Friday, July 07, 2006

June Returns For My Model Long-Term Portfolio

The performance of my Hypothetical Model Portfolio was flat during June. As of the market close on June 30, 2006, the Hypothetical Model Portfolio* increased in value by $42.77, or about 0.04% during June. The Hypothetical Model Portfolio is up $6228.47in 2006, a gain of 6.23%, as shown on the table below (click for a larger image of the table).

The portfolio was down substantially (bottoming near a loss of about $6,000) through most of the first half of June before recovering strongly near the end of the month to finish flat.
The Templeton Russia closed-end fund (TRF) continued to struggle, finishing with a loss of 1.53% for the month after being down about 30% for the month as of June 13th. The second-worst performer was the SPDR Financial components (XLF) which fell 1.22%.

On a positive note, my small cap holdings performed well. The Vanguard Small Cap Value Index (VISVX) was my top performer, returning 1.09% in June. The Vanguard Small Cap Index mutual fund (NAESX) was also positive, returning 0.20%. The Emerging Markets ETF (EEM) was another positive performer, recovering from a disastrous May by returning a respectable a respectable 0.21% in June. The iShares Dow Jones U.S. Select Dividend Index Fund (DVY) also performed well, returning 0.83% during June.

Four of the holdings in my Hypothetical Model Portfolio paid dividends in June. As I mentioned in a previous post, the dividends from mutual fund holdings are reinvested, but the dividends from ETFs or the closed end fund (i.e., the Templeton Russia closed-end fund (TRF)) are not reinvested- they will accumulate as "CASH" on the performance table below. The reason I am doing this is because the index mutual funds in this portfolio do not charge a transaction fee for reinvesting dividends. To reinvent dividends for any of the ETFs or TRF, on the other hand, would cause me to incur transaction fees for the trading commissions.

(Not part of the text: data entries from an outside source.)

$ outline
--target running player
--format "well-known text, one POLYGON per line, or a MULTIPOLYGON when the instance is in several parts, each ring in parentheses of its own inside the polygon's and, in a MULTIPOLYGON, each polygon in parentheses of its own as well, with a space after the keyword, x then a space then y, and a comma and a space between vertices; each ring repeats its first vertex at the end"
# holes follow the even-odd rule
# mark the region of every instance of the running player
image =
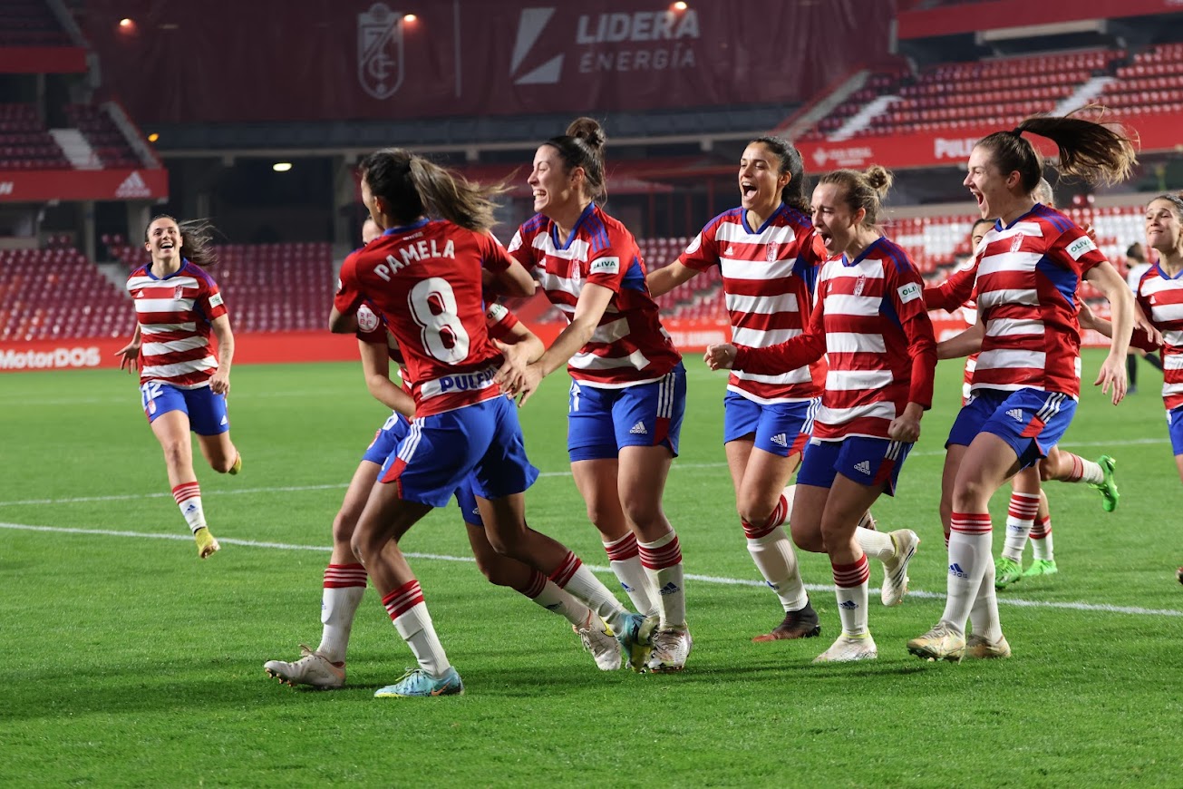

The Vanguard S&P 500 index fund (VFINX) paid a dividend of $0.49/share (a total of $94.22) which was reinvested on June 23 to purchase an additional 0.805 shares at a price of $116.99/share. DVY paid a dividend of $0.56501 on June 28 (a total of $45.20) which was moved to "CASH" on the table shown below. TRF paid a long-term distribution of $5.2476/share on June 19 (a total of $335.85) that was also moved to "CASH" on the table below.

The economy continues to hum along despite the FED interest rate increases. I suspect that the FED will raise rates a couple more times and then be done with it. Hopefully the market will finally surge at that time.

*The Hypothetical Model Portfolio was hypothetically created with an investment of $100,000 with investments made as of the closing values on December 30, 2005. The reason why the total cost in the chart is greater than $100,000 is because the total cost accounts for the value of dividends reinvested into the mutual funds in the portfolio.


Anonymous said...

Very interesting and articulated points. Just curious - why don't you reinvest the dividends from the ETFs in your model portfolio?

Jim said...

The reason why I don't invest the dividends from the ETFs in the model portfolio is because the dividend amounts are too small relative to the cost of a trade to make it worthwhile. Even at $5 per trade, it's just not worth paying $5 to reinvest a dividend amount of $100. In real life, I couldn't justify paying 5% of my investment in transaction costs.

It's a different story with the index funds because I don't pay a load or any transaction fees when reinvesting dividends or other distributions.